The biggest claim that could potentially impact organizations is the stance on stronger regulation for "high-risk" applications; those that are used in high-risk sectors (i.e. healthcare, transport, energy, and part of the public sector like migration and border controls) and are used in a manner that could generate risk (i.e. an appointment managing algorithm may be used in a "high-risk" hospital setting, but not used in a manner that could generate risk, whereas a treatment triaging algorithm likely would, and therefore be considered a "high-risk" application). These regulations will include stronger controls on training data, data governance and explainability, reporting, robustness and accuracy, and human oversight, with additional regulation proposed on remote biometric identification (i.e. identification of people at a distance using biometric identifiers such as iris, facial image, vascular patterns, etc.). The stronger regulation will likely be enforced through inspection or certification (potentially similar to Denmark's prototype Data Ethics Seal). In other words, organizations may be held to higher ethical standards and restricted in their use of inscrutable algorithms if using "high-risk" applications; a strong ethically-minded stance from the EU.
A voluntary labelling scheme has been proposed for applications not deemed "high-risk" (potentially in line with Malta's voluntary certification system for AI); that would allow labelling of applications as "trustworthy" if they adhere to the stronger regulations.
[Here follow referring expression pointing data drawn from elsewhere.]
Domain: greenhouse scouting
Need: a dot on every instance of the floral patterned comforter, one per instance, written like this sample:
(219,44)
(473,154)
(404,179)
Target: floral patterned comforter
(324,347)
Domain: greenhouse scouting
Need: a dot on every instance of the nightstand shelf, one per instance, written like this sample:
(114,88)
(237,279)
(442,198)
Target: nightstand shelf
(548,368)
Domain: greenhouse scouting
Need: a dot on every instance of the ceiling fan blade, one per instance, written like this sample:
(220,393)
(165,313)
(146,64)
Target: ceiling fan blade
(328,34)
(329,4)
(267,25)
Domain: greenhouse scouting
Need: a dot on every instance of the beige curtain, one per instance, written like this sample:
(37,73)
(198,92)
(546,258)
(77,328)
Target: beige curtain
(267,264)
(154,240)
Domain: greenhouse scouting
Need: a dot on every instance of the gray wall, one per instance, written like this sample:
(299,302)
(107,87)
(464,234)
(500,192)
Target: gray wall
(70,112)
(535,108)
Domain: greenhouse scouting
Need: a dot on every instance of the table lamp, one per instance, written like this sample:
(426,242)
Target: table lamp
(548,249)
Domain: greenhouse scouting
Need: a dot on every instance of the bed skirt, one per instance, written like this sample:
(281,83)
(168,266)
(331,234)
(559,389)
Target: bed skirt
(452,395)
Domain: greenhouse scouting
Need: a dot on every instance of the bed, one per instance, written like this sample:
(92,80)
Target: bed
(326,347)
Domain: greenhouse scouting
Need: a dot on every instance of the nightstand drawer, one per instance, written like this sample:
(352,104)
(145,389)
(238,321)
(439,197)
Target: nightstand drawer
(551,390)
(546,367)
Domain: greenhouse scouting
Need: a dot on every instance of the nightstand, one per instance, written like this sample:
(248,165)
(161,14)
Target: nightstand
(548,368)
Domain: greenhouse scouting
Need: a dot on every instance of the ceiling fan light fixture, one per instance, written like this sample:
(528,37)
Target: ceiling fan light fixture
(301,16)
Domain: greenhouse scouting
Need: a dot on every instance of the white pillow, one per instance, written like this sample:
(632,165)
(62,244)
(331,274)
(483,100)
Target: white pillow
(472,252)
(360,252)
While the labelling itself would be voluntary, the same enforcement mechanisms would be used to ensure compliance.
Organizational Action Item: Think about your current applications of AI and determine whether they could fall under the "high-risk" definition. Make sure your internal AI ethical policies are in line with the stronger regulation proposed by the EU.
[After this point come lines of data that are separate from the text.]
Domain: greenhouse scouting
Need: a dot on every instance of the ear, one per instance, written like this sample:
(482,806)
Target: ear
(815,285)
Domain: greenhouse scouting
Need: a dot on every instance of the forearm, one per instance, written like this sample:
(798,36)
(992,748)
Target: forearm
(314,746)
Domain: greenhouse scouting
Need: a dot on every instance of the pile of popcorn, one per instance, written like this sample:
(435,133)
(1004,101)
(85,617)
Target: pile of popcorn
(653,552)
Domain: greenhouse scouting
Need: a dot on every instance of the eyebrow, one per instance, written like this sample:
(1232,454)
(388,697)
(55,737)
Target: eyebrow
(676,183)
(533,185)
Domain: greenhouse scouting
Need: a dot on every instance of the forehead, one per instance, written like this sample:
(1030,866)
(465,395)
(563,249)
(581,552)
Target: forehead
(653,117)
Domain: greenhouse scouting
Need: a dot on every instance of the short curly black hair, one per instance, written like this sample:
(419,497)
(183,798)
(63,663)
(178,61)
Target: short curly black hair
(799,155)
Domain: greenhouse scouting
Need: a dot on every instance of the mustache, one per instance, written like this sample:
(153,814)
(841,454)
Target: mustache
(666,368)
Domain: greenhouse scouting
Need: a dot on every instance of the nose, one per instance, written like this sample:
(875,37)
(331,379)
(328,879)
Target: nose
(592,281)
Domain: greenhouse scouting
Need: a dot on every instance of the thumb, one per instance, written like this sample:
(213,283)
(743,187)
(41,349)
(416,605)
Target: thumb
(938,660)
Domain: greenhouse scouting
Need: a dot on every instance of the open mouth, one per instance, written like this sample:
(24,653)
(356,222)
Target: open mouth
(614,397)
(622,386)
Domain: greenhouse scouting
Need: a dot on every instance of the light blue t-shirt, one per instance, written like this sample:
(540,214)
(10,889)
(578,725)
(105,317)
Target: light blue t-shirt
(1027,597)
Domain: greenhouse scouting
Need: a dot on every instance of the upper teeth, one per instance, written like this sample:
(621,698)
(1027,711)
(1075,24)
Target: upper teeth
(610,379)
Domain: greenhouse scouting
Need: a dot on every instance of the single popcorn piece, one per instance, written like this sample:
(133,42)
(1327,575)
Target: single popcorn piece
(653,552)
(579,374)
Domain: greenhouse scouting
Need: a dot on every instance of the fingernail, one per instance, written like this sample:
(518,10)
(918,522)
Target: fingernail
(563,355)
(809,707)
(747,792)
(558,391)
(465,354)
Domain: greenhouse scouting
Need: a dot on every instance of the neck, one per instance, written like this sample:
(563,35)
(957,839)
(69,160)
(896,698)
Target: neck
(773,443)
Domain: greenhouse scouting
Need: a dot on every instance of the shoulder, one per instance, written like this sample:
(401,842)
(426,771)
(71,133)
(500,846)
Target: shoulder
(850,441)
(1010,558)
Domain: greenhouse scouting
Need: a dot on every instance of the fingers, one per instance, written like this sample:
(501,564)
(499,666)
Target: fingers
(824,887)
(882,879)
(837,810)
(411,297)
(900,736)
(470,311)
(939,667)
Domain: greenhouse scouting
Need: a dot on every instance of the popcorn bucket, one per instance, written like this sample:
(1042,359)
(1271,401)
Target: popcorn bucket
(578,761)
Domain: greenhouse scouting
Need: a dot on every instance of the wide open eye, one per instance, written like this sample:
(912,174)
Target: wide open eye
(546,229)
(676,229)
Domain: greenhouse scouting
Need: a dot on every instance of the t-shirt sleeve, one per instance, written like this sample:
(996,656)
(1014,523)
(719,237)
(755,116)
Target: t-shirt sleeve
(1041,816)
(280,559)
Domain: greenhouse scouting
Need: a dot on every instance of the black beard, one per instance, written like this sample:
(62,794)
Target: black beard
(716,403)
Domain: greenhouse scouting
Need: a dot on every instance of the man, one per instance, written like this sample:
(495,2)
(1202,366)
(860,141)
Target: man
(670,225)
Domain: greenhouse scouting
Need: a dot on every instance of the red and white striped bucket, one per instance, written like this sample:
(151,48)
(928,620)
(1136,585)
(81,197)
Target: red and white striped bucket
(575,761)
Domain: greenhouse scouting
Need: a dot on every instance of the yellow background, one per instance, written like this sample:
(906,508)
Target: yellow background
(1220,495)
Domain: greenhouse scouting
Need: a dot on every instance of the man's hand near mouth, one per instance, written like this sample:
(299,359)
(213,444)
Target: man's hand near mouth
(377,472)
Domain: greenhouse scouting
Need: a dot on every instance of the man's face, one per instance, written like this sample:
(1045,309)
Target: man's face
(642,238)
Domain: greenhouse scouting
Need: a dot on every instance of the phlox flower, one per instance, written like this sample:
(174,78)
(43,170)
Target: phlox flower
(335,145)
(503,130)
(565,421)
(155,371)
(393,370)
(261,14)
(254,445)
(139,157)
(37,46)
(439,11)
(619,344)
An added bonus in the paper - the EU is one of the few groups that have put their foot down and provided a definition of artificial intelligence (on pg. 16 of the White paper and reproduced below), an important first step in regulatory reform. The definition is likely a bit lengthy for practical use by organizations, but the Commission has likely tried to cover as much legal ground as possible given the rapid evolution of the technology.
"Artificial intelligence (AI) systems are software (and possibly also hardware) systems designed by humans that, given a complex goal, act in the physical or digital dimension by perceiving their environment through data acquisition, interpreting the collected structured or unstructured data, reasoning on the knowledge, or processing the information, derived from this data and deciding the best action(s) to take to achieve the given goal. AI systems can either use symbolic rules or learn a numeric model, and they can also adapt their behaviour by analysing how the environment is affected by their previous actions.”
My personal working definition tends on the shorter and more practically minded side:
Artificial Intelligence: The ability of a machine to perform tasks commonly associated with intelligent human behaviours including, but not limited to learning from, and acting on information.